A Semana de Arte Moderna de 1922, um marco na história cultural brasileira, teve como um dos seus principais mentores o pintor Di Cavalcanti. Foi durante uma reunião de artistas realizada em novembro de 1921, durante a exposição de Di Cavalcanti em São Paulo, que a ideia da Semana surgiu. Na ocasião, o escritor Graça Aranha propôs a realização de uma série de conferências para divulgar as ideias modernistas que estavam ganhando popularidade. Mario de Andrade e Oswald de Andrade foram responsáveis por convocar os artistas paulistas, enquanto Di Cavalcanti se encarregou dos artistas cariocas. Com a liderança de Aranha, experiente escritor e diplomata, o evento adquiriu um caráter nacional, o que foi essencial para sua grande repercussão.
Essa é apenas uma das muitas histórias sobre Di Cavalcanti, retratadas no livro “Di Cavalcanti: Modernista Popular”, escrito pelo pesquisador Marcelo Bortoloti. O autor já havia se dedicado anteriormente à biografia de outro grande pintor brasileiro em “Guignard: O Anjo Mutilado”, lançado em 2021.
Nesta nova obra, Bortoloti traça um perfil do artista que ajudou a construir uma imagem icônica do Brasil, retratando camadas da sociedade que antes eram marginalizadas. Di Cavalcanti retratou com maestria o cotidiano da gente humilde do país: pescadores, mulheres negras, prostitutas e a vida nos subúrbios. Sua própria origem o tornava íntimo dessa realidade. Além disso, ele foi o primeiro dos modernistas a levantar a bandeira da luta social e se filiar ao Partido Comunista.

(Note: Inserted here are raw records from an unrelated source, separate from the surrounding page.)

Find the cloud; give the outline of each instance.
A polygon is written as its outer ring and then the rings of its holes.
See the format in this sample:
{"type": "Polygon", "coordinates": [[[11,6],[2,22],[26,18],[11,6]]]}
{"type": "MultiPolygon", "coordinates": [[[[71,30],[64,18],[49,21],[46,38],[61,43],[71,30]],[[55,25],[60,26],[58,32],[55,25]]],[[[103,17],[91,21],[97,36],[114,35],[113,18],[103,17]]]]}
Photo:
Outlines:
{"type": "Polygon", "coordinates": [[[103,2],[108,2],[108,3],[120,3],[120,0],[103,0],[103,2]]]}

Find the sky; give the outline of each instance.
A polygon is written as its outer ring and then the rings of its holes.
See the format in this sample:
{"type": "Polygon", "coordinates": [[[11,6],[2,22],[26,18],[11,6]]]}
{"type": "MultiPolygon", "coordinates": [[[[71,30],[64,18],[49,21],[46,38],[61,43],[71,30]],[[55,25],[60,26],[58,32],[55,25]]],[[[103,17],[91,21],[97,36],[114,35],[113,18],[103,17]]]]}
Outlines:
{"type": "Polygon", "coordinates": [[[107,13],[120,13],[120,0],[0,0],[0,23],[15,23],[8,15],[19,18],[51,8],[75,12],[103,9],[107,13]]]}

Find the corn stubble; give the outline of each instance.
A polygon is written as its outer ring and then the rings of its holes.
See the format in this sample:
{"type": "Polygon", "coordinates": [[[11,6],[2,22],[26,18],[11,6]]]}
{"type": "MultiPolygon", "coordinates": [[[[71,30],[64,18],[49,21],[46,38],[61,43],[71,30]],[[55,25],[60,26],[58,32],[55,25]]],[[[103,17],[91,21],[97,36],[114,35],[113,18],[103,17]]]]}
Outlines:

Para Bortoloti, a conexão imediata que as obras de Di Cavalcanti estabelecem com o público tem raízes na vida familiar do pintor. Ele era sobrinho de José do Patrocínio, um dos grandes nomes do movimento abolicionista no Brasil. A escolha dos temas e a valorização da identidade nacional foram influências da escola francesa que Di Cavalcanti seguia e admirava. No entanto, em termos de estilo, ele era um defensor ferrenho da arte figurativa, não apenas por questões estéticas, mas também por ideologia. A partir da década de 1950, o mercado norte-americano passou a valorizar o expressionismo abstrato, representado por artistas como Jackson Pollock e Jasper Johns. As obras desses artistas alcançaram valores exorbitantes e passaram a custar milhões de dólares. No entanto, Di Cavalcanti se opunha a essa tendência e se aliava aos muralistas mexicanos, como Diego Rivera e David Alfaro Siqueiros. Ele defendia a ideia de que a arte deveria estar nas ruas e ser acessível a todos.
Atualmente, uma exposição em São Paulo celebra os 125 anos de Di Cavalcanti. Entre as obras expostas está “O Destino de Carnaval”, que havia sido vendida pelo próprio pintor para um colecionador francês em 1930 e cujo paradeiro era desconhecido até então. A exposição também conta com a famosa série de desenhos “Fantoches da Meia-Noite”, exibida na Semana de Arte Moderna de 1922, e outras obras icônicas do artista. A mostra, que tem curadoria de Denise Mattar, estará em cartaz até o final de 2023 no Farol Santander.
Di Cavalcanti deixou um legado artístico marcante, retratando a alma do Brasil em suas telas. Sua arte continua a inspirar e encantar o público até os dias de hoje.